For each plant Scott covers, he provides historical information, a description, collection and habitat, medicinal uses, plant chemistry, pharmacological actions, scientific studies, and ecological importance.

Even the tamarisk has uses: In addition to salt it also concentrates and removes lead, cadmium, copper, arsenic, sodium and perchlorate from the soil. It has been used to create a natural pink or purple dye, and it also has antimicrobial properties. Some extracts can be used as a liver tonic. Carl Jung noted, “What you resist, persists.” This is, perhaps, the essence of Scott’s philosophy. By hating weeds and fighting them, we are only creating more of the same disturbed habitat that allowed them to invade in the first place. By accepting them and showing a little respect, perhaps we can help the ecology heal itself into a new diverse equilibrium.
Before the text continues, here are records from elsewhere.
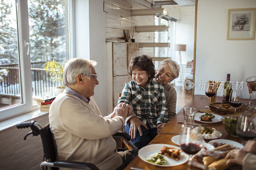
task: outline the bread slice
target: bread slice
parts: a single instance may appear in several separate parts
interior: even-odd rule
[[[222,159],[215,161],[208,166],[208,170],[223,170],[230,166],[226,165],[226,162],[228,159]]]
[[[203,162],[204,165],[209,165],[212,162],[219,160],[220,158],[215,158],[212,156],[205,156],[203,158]]]

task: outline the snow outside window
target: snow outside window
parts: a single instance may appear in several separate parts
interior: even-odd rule
[[[0,121],[38,108],[43,92],[55,96],[60,85],[43,68],[70,58],[70,3],[0,0]]]

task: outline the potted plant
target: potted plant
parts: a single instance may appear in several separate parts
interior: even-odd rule
[[[44,70],[47,72],[50,72],[51,81],[53,83],[57,82],[60,84],[60,87],[55,88],[54,92],[56,95],[62,92],[65,89],[65,87],[62,85],[62,80],[64,63],[66,61],[65,60],[62,63],[59,63],[54,59],[52,61],[48,61],[44,65]]]

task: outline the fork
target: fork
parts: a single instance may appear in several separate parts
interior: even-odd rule
[[[177,135],[180,135],[180,133],[162,133],[159,132],[158,134],[177,134]]]

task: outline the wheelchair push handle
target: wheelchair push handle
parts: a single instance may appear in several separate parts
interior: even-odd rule
[[[18,123],[16,125],[16,126],[18,129],[20,128],[29,128],[30,127],[31,124],[32,124],[34,122],[22,122],[22,123]]]

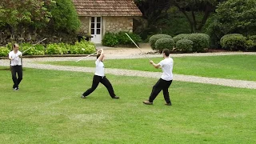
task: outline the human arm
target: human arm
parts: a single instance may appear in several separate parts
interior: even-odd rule
[[[101,55],[98,58],[98,59],[99,61],[102,61],[103,60],[103,58],[104,58],[104,52],[103,52],[103,49],[100,49],[99,50],[98,50],[97,52],[97,55],[100,54]]]
[[[152,60],[150,61],[150,63],[156,69],[161,68],[161,65],[158,64],[155,64]]]

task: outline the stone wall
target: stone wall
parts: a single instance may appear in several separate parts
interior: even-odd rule
[[[79,32],[89,34],[89,18],[90,17],[79,17],[81,21],[81,27]]]
[[[105,17],[104,18],[106,32],[133,32],[132,17]]]

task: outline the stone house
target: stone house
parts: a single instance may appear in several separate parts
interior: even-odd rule
[[[80,32],[102,43],[106,32],[133,31],[133,18],[142,15],[133,0],[73,0]]]

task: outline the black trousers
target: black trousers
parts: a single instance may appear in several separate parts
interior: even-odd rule
[[[17,78],[18,74],[18,78]],[[11,66],[11,76],[14,82],[13,88],[18,88],[19,83],[22,80],[22,66]]]
[[[161,90],[162,90],[163,97],[167,103],[170,102],[168,88],[170,87],[173,81],[166,81],[160,78],[157,83],[153,86],[151,94],[150,96],[149,101],[153,102],[154,98],[158,95]]]
[[[110,82],[110,81],[106,78],[106,76],[101,77],[101,76],[98,76],[98,75],[94,76],[93,84],[92,84],[91,87],[90,89],[88,89],[86,92],[84,92],[82,95],[87,96],[87,95],[90,94],[97,88],[99,82],[102,83],[105,86],[105,87],[106,87],[107,90],[109,91],[110,95],[112,98],[115,96],[115,94],[113,90],[113,86],[112,86],[111,83]]]

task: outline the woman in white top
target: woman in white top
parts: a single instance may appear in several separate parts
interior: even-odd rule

The urban gardener’s scourge, bindweed, also has uses. The roots of this morning glory relative can be 16 feet or longer. New plants come up from every bit of cut root left in the soil, and the hard-coated seeds have been shown to remain viable for up to 60 years. Bindweed has a reputation as a purgative and a brain tonic in herbal medicine. The aboveground portions of the plant can be harvested in the summer, the roots in autumn, and both can be prepared either fresh or dried. The Ayurvedic dose is 3 to 6 grams of the powdered dried plant.

Alice Toler is a regular contributor to CATALYST.